Infrazione pagata con la vita, dal momento che pure Luigi Impastato, poco prima della morte di Peppino, fu assassinato.
«La mafia non è antistato» ribadisce Giovanni Impastato: «I fenomeni di antistato li abbiamo avuti e li abbiamo sconfitti: il brigantaggio, il banditismo siculo e sardo, il terrorismo nero, le brigate rosse, la banda della Magliana, le bande criminali come quella di Faccia d’Angelo. Perché la mafia non l’abbiamo mai sconfitta? Perché non c’è mai stata la volontà di farlo. C’è stato chi ci ha provato, come Falcone, ma è stato ucciso proprio perché non c’è stata la volontà di proteggerlo. Non direi mai che lo stato ci prende in giro, ma ha sempre affrontato il tema della lotta alla mafia sull’onda dell’emergenza, non della prevenzione. La legge sull’associazione a delinquere di stampo mafioso è stata fatta dopo l’assassinio del generale Dalla Chiesa. La legge antiracket viene approvata dopo l’uccisione dell’imprenditore Libero Grassi».

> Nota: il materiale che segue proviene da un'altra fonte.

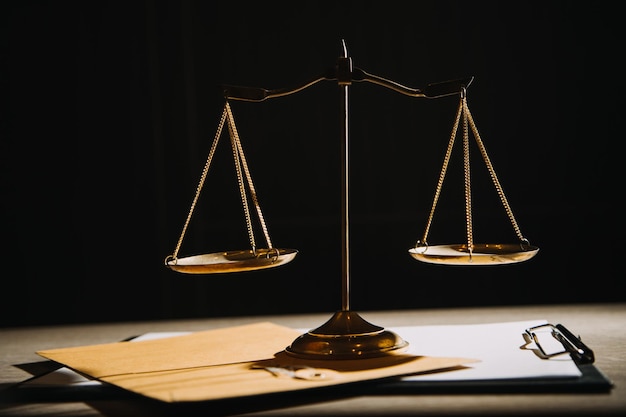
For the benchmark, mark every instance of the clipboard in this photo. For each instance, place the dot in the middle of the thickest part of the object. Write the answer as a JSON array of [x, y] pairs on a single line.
[[589, 380]]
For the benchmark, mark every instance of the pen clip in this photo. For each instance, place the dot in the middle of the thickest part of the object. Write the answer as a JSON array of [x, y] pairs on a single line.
[[579, 352]]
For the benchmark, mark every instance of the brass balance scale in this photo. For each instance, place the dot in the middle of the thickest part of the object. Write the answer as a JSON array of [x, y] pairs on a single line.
[[346, 335]]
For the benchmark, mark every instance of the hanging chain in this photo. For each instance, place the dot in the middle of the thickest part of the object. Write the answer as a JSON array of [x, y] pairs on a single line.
[[442, 175], [494, 177], [466, 169], [241, 163], [205, 171], [464, 112], [241, 168], [234, 139]]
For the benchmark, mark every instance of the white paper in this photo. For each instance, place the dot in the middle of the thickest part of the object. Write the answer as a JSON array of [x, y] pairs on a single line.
[[498, 346]]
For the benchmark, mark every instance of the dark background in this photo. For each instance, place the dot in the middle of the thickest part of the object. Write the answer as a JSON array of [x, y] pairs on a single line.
[[109, 110]]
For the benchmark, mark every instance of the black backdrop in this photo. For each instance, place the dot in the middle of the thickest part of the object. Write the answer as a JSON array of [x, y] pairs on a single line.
[[109, 110]]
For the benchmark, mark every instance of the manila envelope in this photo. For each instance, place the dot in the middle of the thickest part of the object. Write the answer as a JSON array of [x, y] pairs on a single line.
[[230, 362]]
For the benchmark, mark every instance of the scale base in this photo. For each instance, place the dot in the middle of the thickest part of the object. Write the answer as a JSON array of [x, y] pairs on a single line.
[[346, 336]]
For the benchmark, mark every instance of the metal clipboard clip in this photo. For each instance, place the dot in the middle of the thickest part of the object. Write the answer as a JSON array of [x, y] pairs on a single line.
[[553, 340]]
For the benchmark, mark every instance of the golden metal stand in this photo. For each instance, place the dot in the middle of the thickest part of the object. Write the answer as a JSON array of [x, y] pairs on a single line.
[[346, 335]]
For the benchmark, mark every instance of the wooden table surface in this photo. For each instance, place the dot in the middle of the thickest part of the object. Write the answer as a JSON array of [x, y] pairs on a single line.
[[601, 326]]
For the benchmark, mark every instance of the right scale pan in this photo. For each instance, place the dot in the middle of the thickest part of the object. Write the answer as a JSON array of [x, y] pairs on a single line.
[[481, 254]]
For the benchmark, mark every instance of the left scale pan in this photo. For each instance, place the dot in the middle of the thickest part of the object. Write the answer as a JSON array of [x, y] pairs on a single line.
[[231, 261]]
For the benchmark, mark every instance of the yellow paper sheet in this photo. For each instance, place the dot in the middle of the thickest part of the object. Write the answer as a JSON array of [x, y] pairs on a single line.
[[226, 363]]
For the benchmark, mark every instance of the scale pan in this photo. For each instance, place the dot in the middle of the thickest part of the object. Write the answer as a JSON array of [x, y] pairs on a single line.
[[232, 261], [482, 254]]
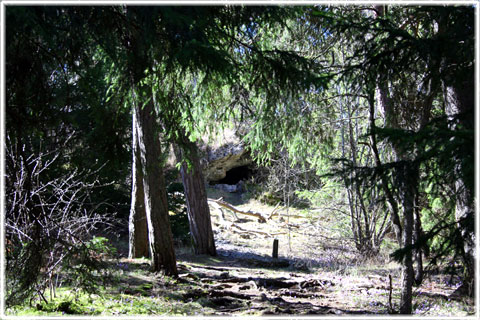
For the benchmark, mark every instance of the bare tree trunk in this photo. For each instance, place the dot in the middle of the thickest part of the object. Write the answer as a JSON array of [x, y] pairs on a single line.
[[460, 102], [159, 231], [417, 233], [407, 180], [196, 196], [137, 223]]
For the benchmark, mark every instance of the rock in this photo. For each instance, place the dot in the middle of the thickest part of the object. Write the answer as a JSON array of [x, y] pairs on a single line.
[[230, 187], [224, 158]]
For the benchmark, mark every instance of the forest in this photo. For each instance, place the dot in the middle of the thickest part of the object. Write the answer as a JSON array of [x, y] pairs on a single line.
[[239, 160]]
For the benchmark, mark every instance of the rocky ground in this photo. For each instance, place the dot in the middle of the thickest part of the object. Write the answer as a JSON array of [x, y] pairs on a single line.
[[317, 272]]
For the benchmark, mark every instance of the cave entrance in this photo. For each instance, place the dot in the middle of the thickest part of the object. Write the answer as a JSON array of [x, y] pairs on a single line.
[[235, 175]]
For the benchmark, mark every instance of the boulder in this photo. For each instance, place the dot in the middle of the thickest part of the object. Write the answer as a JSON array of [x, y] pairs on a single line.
[[222, 159]]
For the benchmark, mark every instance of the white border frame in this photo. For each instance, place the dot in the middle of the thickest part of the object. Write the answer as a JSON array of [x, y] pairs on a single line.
[[4, 3]]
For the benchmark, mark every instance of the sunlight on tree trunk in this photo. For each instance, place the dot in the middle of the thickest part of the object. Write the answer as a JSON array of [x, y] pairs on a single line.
[[159, 231], [137, 224], [196, 196]]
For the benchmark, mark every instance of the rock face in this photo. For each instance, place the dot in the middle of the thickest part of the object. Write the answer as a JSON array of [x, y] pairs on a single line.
[[226, 157]]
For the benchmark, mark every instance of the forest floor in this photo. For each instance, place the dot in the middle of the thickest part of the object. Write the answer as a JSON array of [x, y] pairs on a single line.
[[317, 272]]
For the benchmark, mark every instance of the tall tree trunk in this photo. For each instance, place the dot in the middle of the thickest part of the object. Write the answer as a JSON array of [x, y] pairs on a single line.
[[417, 233], [460, 106], [407, 180], [159, 231], [137, 223], [196, 196], [160, 236]]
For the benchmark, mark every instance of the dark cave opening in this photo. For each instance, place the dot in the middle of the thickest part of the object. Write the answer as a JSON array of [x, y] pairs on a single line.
[[234, 175]]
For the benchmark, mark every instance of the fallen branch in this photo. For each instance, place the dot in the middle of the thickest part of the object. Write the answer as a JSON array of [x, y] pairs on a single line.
[[255, 231], [228, 206], [274, 211]]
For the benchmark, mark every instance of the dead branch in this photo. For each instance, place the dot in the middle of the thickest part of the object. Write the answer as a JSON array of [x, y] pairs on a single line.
[[242, 230], [228, 206]]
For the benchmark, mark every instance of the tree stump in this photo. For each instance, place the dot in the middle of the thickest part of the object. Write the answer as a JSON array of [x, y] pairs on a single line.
[[275, 249]]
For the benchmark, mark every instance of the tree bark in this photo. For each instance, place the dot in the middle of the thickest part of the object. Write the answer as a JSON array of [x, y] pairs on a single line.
[[417, 233], [196, 196], [407, 180], [137, 223], [460, 106], [159, 231]]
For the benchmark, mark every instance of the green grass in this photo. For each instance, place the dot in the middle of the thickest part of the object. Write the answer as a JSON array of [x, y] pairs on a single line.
[[106, 304]]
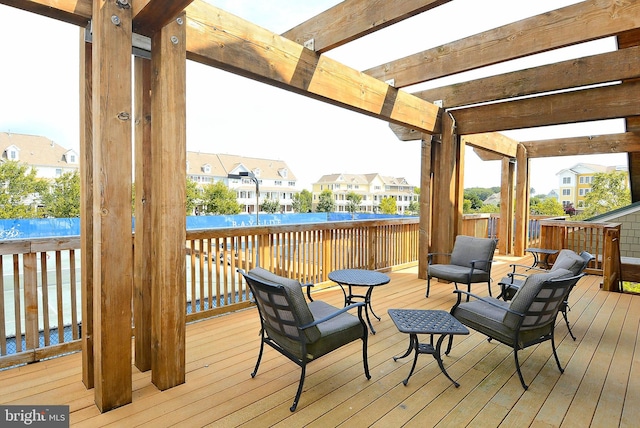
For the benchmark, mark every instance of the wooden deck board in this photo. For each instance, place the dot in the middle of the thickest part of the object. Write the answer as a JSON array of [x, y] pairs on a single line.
[[596, 388]]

Dall’attivista antimafia, anche un’analisi sulla situazione della mafia oggi: «È cambiata, rispetto a tanti anni fa, ma anche a qualche anno fa. Tranne nel foggiano, dove si sta verificando una situazione diversa, la mafia è sommersa e cerca di non apparire. Ha cambiato strategia ed è diventata più “pacifista”. Si è data alla finanza. La mafia è oggi globalizzata. Le decisioni all’interno della cupola vengono prese, oggi, dalla borghesia mafiosa fatta di banchieri, medici, avvocati, non più da criminali che hanno la quinta elementare, che non hanno più quella potenza tale da poter decidere. Questi ultimi comandano nei singoli territori, sparando qualora ci fosse bisogno di farlo».
«Non ne posso più della parola “legalità”. I fastidi che ha dato sono stati enormi – conclude – È stata trasmessa in maniera sbagliata. Non può essere solo rispetto delle leggi, perché alcune leggi, in una repubblica democratica e antifascista, non si possono rispettare. Bisogna dire che la legalità, più che il rispetto delle leggi, deve essere il rispetto della dignità umana».